Friday, February 29, 2008

Bond Insurance Fate Murky As Week Ends

A Week of Twists and Turns Did Not Produce Clarity for Troubled Bond Insurance Industry

NEW YORK (AP) -- Investors in the bond insurance industry could be forgiven for being confused on Friday.

In the course of a few hours, investor Wilbur Ross pumped $1 billion into Assured Guaranty Ltd., MBIA Inc. warned it will have to take more write-downs and Moody's said Ambac Financial Group Inc. has almost raised enough capital to keep its rating -- but not quite enough yet.

"We've gotten a lot of conflicting information this week and don't know how things will turn out," said Bob Nelson, a municipal market analyst at Thomson Financial.

Earlier this week MBIA saw its crucial "AAA" rating affirmed by Moody's, and Standard & Poor's affirmed both MBIA and Ambac's ratings. But many investors questioned whether the bond insurers actually have adequate capital, given their heavy exposure to subprime debt and the likelihood of new defaults on it.

"It looks like the ratings agencies just put their stamp of approval on MBIA and Ambac to give them more time to hunt for bailout money," said Mirko Mikelic, fixed-income portfolio manager at Fifth Third Asset Management.

Throughout the week investors kept their eyes on a joint public-private effort led by New York State Insurance Superintendent Eric Dinallo to secure billions of dollars for MBIA and Ambac. Hopes for a bailout announcement early in the week spurred some robust stock market rallies, as a rescue of the insurers would help banks and investors also exposed to subprime debt. But by week's end there was no rescue plan.

"I would give the bailout plan a 50 percent chance at this point," said Mikelic. "The devil is always in the details. And the problem is that the possible investors in it all have different agendas. How can they agree on how to make it work?"

Global banks involved in the talks like Citigroup Inc. and HSBC may merely aspire to protect their own capital adequacy by avoiding more subprime write-downs, he said. On the other hand, private investors generally invest only in ventures likely to earn them double-digits returns. It would be hard to structure an investment opportunity for investors with such divergent goals.

Meanwhile, deep-pockets investors like Ross and Warren Buffett so far appear interested mainly in the desirable municipal bond business. After announcing the Assured Guaranty investment Friday, Ross said that he would continue to participate in Dinallo's efforts to find capital for the insurers.

For his part, Buffett in January opened his own bond insurance company.

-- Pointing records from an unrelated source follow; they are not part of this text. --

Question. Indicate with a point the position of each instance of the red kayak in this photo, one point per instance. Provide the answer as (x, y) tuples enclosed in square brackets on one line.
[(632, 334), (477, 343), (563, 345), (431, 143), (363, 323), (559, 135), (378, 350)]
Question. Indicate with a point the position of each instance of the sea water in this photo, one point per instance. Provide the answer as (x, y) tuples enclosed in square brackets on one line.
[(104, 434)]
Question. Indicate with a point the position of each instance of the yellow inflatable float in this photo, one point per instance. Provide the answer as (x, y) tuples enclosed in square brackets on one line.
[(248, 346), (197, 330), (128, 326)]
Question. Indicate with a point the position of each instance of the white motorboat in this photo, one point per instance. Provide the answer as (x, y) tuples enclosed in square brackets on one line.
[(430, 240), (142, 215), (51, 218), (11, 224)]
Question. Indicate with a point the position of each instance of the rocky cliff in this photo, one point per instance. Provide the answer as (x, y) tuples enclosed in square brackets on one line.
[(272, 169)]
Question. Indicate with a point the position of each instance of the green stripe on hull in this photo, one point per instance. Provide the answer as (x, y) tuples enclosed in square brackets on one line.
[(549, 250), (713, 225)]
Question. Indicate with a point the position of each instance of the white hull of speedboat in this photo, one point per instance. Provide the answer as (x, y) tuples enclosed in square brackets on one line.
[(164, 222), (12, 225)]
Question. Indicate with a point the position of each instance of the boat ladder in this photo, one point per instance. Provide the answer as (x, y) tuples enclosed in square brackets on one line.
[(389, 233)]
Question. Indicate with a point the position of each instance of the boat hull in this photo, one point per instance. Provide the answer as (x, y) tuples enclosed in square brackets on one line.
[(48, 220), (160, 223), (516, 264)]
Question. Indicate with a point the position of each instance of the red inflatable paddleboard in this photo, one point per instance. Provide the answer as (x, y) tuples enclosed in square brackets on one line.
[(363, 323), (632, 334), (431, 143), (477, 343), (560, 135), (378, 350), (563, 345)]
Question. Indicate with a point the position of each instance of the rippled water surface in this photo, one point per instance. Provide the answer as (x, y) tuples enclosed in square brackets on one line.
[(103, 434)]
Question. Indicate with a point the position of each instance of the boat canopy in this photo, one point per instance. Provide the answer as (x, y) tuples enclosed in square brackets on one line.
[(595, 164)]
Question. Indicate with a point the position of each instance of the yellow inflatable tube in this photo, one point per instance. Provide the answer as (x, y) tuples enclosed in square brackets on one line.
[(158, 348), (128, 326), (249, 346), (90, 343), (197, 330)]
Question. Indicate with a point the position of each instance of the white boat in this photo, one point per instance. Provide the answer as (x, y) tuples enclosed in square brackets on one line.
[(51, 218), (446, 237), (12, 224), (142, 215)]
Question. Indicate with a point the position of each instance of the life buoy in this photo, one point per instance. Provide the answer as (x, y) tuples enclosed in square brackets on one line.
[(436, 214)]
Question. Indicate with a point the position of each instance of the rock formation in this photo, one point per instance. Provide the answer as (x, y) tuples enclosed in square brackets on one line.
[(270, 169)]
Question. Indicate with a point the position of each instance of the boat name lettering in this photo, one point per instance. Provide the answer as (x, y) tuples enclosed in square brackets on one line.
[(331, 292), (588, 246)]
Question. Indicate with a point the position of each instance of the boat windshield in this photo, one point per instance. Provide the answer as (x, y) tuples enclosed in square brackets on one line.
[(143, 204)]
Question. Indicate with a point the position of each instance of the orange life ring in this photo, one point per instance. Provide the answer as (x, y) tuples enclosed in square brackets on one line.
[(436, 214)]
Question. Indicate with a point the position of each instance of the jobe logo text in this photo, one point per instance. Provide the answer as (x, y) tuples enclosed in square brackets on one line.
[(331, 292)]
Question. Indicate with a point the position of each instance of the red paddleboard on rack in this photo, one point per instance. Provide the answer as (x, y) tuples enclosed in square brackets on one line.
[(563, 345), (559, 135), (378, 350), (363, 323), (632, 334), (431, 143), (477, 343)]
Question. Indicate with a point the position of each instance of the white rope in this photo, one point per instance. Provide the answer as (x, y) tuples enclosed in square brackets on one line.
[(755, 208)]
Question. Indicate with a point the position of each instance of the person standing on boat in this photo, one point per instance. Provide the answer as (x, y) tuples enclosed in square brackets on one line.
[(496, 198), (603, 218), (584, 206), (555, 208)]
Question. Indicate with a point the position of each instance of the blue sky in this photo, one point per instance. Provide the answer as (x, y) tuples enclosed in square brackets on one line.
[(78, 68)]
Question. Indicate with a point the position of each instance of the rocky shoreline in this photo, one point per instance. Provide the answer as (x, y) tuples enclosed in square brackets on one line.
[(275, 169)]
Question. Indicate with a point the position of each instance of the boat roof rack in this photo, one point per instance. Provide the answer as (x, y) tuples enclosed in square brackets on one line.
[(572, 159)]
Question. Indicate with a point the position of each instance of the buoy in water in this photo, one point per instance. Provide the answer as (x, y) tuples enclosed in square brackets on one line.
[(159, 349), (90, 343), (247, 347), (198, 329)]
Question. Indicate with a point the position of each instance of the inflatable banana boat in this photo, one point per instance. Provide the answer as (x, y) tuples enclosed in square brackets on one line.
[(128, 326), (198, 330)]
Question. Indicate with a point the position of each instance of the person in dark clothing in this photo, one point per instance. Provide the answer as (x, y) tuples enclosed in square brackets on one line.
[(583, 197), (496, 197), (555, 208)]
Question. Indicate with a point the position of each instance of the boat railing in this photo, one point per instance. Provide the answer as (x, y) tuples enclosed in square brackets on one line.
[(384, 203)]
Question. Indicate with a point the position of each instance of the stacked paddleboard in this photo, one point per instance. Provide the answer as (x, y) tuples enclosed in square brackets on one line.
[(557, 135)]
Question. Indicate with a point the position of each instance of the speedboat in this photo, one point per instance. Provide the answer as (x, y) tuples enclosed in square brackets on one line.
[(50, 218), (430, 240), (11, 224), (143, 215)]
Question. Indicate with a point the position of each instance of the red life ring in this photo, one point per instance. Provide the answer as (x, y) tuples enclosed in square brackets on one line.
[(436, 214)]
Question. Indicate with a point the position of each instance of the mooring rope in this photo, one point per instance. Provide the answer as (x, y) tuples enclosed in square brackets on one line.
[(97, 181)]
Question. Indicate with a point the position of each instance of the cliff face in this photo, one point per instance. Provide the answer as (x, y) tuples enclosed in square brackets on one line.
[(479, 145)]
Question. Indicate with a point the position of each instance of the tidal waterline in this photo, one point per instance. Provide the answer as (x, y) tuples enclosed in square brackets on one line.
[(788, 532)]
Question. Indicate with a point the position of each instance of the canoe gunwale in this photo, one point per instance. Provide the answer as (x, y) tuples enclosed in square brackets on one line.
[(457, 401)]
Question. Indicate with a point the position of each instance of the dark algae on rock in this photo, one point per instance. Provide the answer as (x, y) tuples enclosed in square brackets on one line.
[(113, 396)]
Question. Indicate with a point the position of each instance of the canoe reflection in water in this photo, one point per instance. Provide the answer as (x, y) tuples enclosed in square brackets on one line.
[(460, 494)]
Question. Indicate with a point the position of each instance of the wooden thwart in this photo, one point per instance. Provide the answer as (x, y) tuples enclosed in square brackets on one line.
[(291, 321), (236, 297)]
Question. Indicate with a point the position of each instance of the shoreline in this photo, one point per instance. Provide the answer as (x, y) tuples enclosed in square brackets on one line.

That firm already has done insurance deals for municipal bonds in New York State and is seeking credentials to operate in other states.

Earlier in the year Buffett made an offer that would essentially have let him buy the desirable municipal bond insurance divisions of Ambac and MBIA while sticking them with their high-risk structured instruments side. Neither company leapt at an offer to let go of their traditional cash cow.

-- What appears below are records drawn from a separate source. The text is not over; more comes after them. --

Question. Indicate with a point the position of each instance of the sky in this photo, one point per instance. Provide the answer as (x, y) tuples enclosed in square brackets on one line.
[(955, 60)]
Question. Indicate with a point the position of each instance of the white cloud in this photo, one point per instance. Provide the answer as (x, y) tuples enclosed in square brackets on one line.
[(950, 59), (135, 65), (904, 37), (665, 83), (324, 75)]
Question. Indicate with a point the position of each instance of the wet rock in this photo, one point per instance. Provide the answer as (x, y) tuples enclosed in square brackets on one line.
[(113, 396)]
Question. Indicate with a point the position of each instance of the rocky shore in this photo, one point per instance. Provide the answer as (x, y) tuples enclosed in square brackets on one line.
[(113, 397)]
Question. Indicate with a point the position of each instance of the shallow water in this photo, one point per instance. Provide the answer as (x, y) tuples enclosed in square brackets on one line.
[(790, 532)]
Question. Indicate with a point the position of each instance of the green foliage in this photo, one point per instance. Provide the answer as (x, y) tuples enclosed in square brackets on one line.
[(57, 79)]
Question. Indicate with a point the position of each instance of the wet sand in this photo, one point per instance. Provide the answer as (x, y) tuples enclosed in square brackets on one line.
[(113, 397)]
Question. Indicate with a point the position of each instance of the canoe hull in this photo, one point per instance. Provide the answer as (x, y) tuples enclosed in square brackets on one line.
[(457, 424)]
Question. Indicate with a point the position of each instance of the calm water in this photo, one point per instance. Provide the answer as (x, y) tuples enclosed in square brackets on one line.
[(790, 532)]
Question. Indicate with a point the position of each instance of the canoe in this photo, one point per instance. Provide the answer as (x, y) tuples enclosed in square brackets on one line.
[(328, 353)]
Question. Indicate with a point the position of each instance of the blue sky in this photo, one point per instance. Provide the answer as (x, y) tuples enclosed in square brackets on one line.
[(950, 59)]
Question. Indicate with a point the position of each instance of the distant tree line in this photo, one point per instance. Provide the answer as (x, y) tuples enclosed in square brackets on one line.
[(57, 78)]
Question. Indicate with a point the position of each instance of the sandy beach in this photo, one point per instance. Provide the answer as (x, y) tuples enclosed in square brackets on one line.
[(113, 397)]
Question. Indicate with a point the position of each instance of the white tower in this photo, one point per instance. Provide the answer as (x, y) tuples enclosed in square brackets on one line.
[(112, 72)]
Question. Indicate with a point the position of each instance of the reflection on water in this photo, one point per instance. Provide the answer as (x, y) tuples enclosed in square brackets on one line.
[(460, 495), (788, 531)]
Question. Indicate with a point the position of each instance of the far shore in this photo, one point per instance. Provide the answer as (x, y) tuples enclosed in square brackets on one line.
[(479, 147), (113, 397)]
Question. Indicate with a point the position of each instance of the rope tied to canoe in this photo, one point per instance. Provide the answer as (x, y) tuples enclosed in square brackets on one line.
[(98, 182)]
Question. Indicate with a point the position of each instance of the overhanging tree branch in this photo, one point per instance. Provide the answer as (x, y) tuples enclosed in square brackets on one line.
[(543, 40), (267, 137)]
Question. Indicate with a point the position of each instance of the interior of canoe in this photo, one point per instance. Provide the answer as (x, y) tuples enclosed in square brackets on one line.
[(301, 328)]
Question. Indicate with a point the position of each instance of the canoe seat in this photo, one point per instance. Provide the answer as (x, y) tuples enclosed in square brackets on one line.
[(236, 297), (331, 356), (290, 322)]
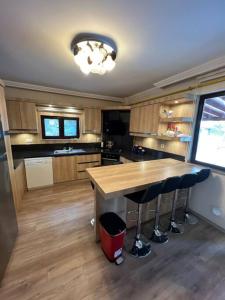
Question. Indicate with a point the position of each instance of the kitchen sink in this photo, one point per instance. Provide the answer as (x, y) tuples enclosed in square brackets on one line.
[(69, 151)]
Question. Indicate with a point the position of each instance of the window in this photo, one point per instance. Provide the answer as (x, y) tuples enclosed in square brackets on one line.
[(54, 127), (209, 138)]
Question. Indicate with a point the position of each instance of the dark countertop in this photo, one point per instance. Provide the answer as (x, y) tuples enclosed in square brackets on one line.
[(50, 153), (150, 154), (21, 152), (31, 151)]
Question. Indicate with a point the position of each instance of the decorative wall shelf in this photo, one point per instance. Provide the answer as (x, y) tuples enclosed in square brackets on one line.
[(177, 120), (183, 139)]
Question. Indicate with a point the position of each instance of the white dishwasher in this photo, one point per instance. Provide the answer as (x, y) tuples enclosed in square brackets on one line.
[(39, 172)]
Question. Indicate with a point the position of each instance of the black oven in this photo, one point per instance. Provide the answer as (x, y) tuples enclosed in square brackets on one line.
[(110, 157)]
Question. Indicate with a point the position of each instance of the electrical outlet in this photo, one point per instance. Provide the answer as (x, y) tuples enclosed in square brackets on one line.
[(29, 141), (216, 211)]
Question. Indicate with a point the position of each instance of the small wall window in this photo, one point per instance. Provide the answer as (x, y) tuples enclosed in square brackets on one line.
[(54, 127), (209, 138)]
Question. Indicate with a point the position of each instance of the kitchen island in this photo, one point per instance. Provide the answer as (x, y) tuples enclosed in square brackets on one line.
[(113, 182)]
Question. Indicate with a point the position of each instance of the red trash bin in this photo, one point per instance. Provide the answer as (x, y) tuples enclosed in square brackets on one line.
[(112, 233)]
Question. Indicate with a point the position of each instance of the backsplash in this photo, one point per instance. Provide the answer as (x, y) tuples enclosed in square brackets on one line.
[(175, 147), (28, 138)]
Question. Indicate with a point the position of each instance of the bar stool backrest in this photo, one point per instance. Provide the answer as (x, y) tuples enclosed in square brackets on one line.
[(203, 175), (188, 180), (152, 192), (171, 184)]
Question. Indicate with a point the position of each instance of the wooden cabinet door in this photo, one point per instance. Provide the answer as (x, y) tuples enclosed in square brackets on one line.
[(28, 116), (14, 115), (64, 169), (92, 120), (135, 119), (155, 118)]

High levels of anxiety over the fate of the insurers led to numerous failures for short-term auction rate securities sales in February and drove municipal borrowing rates up to unheard-of levels. The damage even filtered into longer-term municipal bonds and corporate debt, stalwart asset classes generally held in high esteem by pension funds and other careful investors.

All this has investors longing of their usual savior, the government.

"It is hard to imagine a nongovernment entity having deep enough pocks to save the structured business," said T.J. Marta, fixed-income analyst at RBC Capital Markets. "And at this point I am not sure how you get out of this without a government bailout. I guess the government might step in yet, but they haven't yet."